What you told us about Plymouth’s trees

The feedback from Plymouth residents will be used to develop the Plan for Trees.

Plymouth City Council wants to thank everyone who took the time to respond to its survey on the city’s trees.

The Council carried out public engagement to help shape the city’s Plan for Trees between Monday 20 August and Sunday 16 September, and in total 1,105 residents responded to the survey, though the council engaged with around 8,500 people in total during the process online, face to face and through our partners. Events also took place at a range of venues across the city including Tothill Community Centre, Central Park and at the Council’s Active Neighbourhood sites (Efford Nature Reserve, Ernesettle Creek, Teats Hill, Kings Tamerton and Budshead Wood).

Of all those who responded, 97 per cent agreed or strongly agreed that trees were important and 94 per cent that they were important for providing a sense of pride in the city, while 97 per cent agreed we should look after the city’s trees in healthy and sustainable ways.

Councillor Sue Dann, Cabinet Member for Street Scene and the Environment, said: “I’d like to say a big thank you to all the residents who took the time to tell us what they thought – we are delighted with the response and will use what you told us to develop the next steps.

“The vast majority of people told us that trees are an important feature of the city and in helping us to provide a sense of pride within the city.

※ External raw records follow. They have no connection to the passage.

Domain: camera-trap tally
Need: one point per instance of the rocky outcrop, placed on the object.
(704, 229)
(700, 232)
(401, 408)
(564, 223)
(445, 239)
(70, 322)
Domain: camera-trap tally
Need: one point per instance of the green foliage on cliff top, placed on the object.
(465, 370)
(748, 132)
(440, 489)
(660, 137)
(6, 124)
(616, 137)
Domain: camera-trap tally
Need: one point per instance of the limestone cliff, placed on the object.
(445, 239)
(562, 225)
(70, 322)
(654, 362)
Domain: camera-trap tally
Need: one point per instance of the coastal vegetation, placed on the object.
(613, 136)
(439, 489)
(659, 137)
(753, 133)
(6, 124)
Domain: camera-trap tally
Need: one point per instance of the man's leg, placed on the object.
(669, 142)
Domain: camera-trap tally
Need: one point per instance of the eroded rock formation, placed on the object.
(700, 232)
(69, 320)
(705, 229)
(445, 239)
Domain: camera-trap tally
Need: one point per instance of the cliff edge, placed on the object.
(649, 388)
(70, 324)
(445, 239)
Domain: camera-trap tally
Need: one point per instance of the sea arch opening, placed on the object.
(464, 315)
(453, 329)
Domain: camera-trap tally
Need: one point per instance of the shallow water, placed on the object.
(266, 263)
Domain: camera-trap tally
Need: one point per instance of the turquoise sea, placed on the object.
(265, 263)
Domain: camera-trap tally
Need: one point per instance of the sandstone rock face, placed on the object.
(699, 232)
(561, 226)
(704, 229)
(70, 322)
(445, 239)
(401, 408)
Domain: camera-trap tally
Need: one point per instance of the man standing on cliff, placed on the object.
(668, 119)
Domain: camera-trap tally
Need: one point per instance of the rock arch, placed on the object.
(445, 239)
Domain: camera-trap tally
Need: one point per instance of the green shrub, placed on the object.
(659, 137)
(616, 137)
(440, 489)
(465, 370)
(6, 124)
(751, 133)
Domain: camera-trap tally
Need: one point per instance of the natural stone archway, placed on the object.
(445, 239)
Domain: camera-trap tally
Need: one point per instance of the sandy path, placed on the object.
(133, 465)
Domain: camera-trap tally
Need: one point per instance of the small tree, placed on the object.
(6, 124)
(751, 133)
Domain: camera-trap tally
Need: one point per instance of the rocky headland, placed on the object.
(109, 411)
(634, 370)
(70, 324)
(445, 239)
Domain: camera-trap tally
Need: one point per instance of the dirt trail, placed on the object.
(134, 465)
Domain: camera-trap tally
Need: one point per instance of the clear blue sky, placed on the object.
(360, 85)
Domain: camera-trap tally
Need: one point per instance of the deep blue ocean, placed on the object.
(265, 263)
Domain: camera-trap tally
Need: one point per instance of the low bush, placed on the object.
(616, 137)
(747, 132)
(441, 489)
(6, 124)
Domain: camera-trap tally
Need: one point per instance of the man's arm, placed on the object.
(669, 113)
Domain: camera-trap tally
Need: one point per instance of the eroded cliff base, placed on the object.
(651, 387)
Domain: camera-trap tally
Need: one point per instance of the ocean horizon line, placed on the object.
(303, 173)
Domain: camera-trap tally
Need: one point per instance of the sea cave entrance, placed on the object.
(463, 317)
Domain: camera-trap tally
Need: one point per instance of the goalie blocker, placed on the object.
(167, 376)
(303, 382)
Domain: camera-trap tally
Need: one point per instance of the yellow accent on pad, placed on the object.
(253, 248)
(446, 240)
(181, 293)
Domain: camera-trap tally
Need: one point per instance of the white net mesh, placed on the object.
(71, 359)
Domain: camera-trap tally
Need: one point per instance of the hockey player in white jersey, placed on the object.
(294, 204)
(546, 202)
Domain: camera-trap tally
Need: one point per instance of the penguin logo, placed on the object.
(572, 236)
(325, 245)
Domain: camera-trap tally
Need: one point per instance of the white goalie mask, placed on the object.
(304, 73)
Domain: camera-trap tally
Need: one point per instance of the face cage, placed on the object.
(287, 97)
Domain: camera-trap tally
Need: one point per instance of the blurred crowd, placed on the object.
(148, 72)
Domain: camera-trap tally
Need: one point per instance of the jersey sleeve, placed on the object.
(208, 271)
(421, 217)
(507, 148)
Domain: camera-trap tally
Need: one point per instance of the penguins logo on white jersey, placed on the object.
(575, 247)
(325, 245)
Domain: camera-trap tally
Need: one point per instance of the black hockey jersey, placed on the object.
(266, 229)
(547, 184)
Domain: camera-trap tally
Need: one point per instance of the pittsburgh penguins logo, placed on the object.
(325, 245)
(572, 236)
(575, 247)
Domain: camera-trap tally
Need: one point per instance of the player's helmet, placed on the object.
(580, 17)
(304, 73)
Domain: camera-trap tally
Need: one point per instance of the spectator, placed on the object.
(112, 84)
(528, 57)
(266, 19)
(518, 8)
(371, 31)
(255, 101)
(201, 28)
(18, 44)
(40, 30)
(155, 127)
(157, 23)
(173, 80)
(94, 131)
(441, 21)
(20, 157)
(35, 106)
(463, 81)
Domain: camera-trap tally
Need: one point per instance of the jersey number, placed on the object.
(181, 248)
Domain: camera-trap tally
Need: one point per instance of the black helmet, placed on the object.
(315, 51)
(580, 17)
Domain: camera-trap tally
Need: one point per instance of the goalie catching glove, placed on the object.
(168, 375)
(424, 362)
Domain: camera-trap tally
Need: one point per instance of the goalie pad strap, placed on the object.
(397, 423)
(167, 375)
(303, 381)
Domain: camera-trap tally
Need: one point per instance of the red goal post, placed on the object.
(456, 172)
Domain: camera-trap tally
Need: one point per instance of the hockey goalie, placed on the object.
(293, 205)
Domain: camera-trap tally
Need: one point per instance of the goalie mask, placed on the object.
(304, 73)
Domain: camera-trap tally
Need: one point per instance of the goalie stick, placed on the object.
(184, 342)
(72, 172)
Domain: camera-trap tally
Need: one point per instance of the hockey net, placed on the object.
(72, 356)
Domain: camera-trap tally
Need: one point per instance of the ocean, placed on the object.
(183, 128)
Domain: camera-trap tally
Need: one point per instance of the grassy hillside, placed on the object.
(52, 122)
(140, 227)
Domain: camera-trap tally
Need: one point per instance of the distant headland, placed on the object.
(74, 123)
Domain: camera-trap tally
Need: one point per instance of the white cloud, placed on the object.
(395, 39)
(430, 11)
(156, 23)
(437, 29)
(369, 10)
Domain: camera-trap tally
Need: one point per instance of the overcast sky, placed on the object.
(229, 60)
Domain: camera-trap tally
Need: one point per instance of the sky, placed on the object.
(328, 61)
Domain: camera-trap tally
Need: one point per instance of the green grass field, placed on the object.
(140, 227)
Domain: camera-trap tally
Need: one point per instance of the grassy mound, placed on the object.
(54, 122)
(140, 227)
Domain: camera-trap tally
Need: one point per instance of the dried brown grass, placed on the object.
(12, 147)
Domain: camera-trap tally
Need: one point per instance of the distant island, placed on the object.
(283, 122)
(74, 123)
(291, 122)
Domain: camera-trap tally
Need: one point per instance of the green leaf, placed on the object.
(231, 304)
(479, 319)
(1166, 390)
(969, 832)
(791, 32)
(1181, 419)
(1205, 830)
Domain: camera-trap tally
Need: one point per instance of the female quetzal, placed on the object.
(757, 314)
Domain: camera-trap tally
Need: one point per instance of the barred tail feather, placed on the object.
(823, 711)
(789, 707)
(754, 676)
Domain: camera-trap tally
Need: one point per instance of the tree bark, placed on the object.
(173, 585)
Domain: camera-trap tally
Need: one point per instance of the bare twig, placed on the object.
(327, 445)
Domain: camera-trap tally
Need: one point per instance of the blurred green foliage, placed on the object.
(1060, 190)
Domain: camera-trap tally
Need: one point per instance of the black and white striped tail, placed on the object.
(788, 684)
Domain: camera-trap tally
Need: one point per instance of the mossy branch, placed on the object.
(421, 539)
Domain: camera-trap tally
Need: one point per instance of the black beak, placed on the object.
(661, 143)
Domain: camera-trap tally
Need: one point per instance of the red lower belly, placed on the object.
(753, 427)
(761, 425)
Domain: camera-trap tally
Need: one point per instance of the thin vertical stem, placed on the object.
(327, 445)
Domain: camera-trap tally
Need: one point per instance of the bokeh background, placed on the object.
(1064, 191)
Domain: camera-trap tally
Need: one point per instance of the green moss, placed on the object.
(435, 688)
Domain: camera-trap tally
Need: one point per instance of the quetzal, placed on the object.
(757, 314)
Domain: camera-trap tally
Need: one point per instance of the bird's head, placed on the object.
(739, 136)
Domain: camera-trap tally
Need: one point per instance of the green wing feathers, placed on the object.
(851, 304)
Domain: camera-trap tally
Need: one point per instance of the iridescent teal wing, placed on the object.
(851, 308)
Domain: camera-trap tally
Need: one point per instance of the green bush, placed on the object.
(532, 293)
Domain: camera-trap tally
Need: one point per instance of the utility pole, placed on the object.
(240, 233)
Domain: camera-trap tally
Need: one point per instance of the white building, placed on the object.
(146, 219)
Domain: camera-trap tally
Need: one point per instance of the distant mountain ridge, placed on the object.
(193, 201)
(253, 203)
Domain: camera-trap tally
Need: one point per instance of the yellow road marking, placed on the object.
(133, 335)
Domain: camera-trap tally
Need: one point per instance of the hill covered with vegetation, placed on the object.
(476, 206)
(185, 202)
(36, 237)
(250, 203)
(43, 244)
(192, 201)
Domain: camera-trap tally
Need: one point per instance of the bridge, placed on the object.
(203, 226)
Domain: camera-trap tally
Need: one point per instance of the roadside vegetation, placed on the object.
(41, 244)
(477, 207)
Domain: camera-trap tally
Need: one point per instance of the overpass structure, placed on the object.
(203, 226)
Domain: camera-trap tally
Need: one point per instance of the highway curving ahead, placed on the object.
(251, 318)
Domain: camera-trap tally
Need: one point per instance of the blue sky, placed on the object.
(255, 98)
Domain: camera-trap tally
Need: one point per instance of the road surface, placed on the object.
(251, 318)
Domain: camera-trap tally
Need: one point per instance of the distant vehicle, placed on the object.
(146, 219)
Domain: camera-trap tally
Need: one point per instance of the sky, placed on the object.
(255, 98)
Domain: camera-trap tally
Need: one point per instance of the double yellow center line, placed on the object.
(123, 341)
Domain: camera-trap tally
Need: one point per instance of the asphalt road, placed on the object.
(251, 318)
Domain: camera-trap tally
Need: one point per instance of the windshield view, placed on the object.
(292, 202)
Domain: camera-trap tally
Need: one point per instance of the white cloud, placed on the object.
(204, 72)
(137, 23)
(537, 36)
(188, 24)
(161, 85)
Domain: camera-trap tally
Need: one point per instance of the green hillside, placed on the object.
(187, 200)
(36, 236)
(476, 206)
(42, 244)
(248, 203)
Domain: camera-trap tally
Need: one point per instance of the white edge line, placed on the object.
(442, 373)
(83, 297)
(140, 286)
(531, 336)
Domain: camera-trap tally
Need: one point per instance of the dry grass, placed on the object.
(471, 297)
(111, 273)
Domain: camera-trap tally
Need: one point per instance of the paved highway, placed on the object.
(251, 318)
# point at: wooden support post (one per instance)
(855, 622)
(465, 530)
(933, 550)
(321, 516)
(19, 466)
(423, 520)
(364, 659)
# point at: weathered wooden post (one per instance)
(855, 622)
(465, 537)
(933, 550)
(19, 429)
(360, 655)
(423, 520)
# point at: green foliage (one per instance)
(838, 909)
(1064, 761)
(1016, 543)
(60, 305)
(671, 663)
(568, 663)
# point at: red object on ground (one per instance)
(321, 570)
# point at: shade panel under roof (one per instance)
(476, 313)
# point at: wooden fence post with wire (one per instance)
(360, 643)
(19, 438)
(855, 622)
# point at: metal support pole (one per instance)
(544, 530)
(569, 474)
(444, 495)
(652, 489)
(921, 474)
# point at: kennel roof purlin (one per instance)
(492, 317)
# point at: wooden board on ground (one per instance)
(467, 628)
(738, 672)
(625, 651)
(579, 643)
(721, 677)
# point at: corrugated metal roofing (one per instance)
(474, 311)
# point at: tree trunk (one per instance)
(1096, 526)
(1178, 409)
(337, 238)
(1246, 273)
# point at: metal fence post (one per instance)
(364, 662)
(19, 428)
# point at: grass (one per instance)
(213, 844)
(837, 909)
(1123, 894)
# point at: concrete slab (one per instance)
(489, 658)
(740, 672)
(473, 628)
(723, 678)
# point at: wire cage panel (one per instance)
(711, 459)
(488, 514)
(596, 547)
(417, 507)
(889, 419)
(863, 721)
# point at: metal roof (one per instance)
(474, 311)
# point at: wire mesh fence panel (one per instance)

The survey has also helped us identify a number of issues where we know we will have to prioritise work.”

There are four themes to the Plan for Trees, which are:

  • Promote – To promote the benefits and value of the our trees through education and encouraging best practice
  • Protect – To protect Plymouth’s special trees and woodlands for future generations
  • Care – To care for our trees by practicing and promoting good tree and woodland management
  • Enhance – To enhance urban areas by increasing tree canopy cover.

The top three results in the survey when residents were asked what the most important job trees deliver were, providing a home to wildlife, improving air quality, and making the city look more attractive.

The results will be used for a delivery plan on how to manage the city’s 40,000 street trees and 200 hectares of woodlands, and the new Plan for Trees will then be presented to the council’s Cabinet.